Le chiffre de 4 %o évoqué par M. Stéphane Le Foll symbolise, sous forme de slogan volontariste, les ambitions de contribution du secteur agricole à la réduction des émissions de gaz à effet de serre. Il s'appuie sur les travaux de l'INRA menés depuis quinze ans, dont une recension de 2002 donne les principaux éléments.

Le schéma est simple. Le stock de carbone dans les sols est évalué, au niveau mondial, à 2 000 gigatonnes environ. Une part de 4 %o de cette masse correspond à 8 gigatonnes de carbone, soit 32 gigatonnes de CO 2 .

Les moyens pour parvenir à ce résultat sont en revanche beaucoup plus complexes. L'équivalence posée relève avant tout du modèle et indique une orientation à développer ; elle vise également à affirmer les possibilités de l'agriculture en termes de réduction des gaz à effets de serre, en recourant à des principes d'agro-écologie ou d'agriculture et arboriculture couplées. Bien sûr, on peut voir cela comme un simple report mais, en soi, c'est intéressant.

Pour plus de précisions, vous pourrez vous reporter à l'intervention du ministre de l'agriculture, le 17 mars 2015 à Montpellier, lors de la conférence scientifique internationale « Agriculture intelligente face au climat ».

M. Claude Roy. - Lors du sommet de La Haye, précédant le sommet de Kyoto, les États-Unis d'Amérique avaient fait une proposition de ce type, visant à faire absorber par les sols les émissions de gaz à effet de serre ; cette proposition avait été rejetée par l'Europe.

M. Hubert Boizard. - Rappelons que, du point de vue de l'agronome, la priorité est déjà de ne pas réduire les surfaces qui stockent le carbone, comme les prairies et les forêts. C'est le contenu du projet de directive européenne sur les sols. En revanche, pour des terres arables, au taux de carbone naturellement plus faible, mon propos est quelque peu contradictoire avec ce qui a été dit. En effet, utiliser la paille pour fabriquer de l'éthanol revient à puiser sur les réserves de stockage. Notre objectif est d'atteindre un équilibre en termes de carbone, non de stockage. C'est un choix.

Toutefois, depuis quelques années le système des cultures de couverture après la récolte, dites intermédiaires, est désormais obligatoire. Or ces cultures contribuent de façon significative au stockage du carbone. Des équilibres sont donc à trouver entre deux voies : stocker ou transformer.

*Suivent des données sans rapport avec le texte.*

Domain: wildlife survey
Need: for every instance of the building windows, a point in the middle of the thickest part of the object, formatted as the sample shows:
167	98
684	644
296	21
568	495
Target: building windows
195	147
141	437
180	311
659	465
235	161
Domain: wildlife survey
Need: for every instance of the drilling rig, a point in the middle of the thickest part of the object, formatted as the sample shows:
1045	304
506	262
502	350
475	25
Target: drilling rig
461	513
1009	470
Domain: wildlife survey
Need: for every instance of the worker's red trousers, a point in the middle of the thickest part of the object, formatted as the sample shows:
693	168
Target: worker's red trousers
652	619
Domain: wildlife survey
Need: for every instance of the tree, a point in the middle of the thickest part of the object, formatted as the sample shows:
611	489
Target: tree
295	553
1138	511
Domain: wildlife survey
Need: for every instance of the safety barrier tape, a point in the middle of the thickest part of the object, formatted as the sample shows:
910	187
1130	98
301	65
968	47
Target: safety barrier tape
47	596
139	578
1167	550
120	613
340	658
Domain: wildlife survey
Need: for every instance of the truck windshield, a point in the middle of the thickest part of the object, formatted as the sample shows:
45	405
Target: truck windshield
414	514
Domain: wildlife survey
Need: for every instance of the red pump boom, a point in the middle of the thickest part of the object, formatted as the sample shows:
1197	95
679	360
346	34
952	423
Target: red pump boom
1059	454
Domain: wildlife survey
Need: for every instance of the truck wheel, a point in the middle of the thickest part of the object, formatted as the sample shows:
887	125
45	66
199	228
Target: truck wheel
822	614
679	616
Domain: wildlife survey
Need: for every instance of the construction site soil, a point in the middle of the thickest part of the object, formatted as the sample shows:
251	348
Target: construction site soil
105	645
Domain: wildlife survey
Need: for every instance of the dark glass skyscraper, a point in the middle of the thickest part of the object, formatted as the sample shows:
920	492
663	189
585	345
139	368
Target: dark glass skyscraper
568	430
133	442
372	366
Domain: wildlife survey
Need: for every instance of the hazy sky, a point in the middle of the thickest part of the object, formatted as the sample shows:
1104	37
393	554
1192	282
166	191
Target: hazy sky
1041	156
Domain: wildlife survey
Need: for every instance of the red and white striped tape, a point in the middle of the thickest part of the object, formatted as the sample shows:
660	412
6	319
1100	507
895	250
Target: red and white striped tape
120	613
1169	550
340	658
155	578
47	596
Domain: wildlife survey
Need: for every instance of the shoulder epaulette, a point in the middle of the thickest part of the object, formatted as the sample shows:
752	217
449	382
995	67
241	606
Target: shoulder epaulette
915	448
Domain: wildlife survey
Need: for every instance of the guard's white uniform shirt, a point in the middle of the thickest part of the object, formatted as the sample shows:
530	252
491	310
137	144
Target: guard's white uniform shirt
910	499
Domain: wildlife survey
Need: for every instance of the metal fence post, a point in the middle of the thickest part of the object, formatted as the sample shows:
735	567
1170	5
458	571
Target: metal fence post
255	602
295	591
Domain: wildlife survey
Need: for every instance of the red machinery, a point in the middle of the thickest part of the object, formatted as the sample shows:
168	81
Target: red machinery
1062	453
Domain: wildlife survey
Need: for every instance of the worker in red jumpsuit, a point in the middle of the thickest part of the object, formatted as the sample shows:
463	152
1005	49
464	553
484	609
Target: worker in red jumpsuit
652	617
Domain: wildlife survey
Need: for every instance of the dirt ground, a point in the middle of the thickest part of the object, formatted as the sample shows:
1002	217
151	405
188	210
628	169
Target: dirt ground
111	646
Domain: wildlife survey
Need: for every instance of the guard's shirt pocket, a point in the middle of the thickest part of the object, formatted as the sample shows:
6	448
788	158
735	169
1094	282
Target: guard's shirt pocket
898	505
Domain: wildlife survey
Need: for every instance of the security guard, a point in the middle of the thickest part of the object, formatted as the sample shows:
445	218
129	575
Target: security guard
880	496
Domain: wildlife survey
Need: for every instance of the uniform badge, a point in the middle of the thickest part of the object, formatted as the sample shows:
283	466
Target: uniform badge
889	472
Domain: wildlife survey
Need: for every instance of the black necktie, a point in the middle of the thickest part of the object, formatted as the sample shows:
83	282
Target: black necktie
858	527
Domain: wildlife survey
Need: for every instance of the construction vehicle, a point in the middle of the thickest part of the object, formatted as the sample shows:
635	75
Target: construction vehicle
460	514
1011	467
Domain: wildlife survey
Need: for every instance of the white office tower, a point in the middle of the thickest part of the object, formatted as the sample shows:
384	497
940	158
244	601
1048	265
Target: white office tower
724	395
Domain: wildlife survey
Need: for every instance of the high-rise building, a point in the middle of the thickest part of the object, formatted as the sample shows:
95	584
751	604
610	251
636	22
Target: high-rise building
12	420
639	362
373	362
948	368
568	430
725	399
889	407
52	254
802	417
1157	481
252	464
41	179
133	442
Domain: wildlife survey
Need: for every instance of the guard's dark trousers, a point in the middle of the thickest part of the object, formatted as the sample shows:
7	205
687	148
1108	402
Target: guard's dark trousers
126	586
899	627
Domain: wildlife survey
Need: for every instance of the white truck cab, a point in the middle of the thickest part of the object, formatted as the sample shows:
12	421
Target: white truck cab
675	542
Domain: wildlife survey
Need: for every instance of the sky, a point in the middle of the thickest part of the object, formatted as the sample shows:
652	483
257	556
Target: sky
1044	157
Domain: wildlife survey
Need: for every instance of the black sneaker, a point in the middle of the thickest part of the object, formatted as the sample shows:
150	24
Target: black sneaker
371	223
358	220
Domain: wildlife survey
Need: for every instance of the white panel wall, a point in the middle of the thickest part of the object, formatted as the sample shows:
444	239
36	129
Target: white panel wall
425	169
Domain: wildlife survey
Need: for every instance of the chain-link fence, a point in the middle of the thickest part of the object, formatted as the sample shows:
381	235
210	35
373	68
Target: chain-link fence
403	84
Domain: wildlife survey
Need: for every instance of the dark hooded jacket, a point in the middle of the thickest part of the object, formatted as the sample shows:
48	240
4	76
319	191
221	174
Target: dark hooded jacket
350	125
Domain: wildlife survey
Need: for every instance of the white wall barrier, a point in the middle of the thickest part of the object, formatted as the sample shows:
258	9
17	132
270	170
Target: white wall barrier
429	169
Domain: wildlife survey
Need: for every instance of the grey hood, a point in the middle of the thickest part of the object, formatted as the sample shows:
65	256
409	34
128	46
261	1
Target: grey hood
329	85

M. Daniel Perron. - Pour revenir sur la nécessité de gérer la forêt, évoquée par MM. René-Paul Savary et Claude Roy, je souligne que cette gestion nécessite des moyens. Or l'ADEME préconise de passer de 48 % à 75 % de prélèvement sur l'accroissement naturel en 2030. La bioénergie ne pourra se développer en aval sans accroissement de la production de biomasse initiale. Le ministère de l'économie ne doit l'oublier ni pour la forêt publique ni pour la forêt privée.

M. Jean-Christophe Pouet. - La lutte contre le gaspillage alimentaire constitue un autre axe important de la bioéconomie qui permettra de dégager des surfaces agricoles.

M. André-Jean Guérin. - Réaffirmons également qu'il n'y a aura pas de développement de la bioéconomie sans un renchérissement du prix de l'accès aux carburants et aux combustibles fossiles.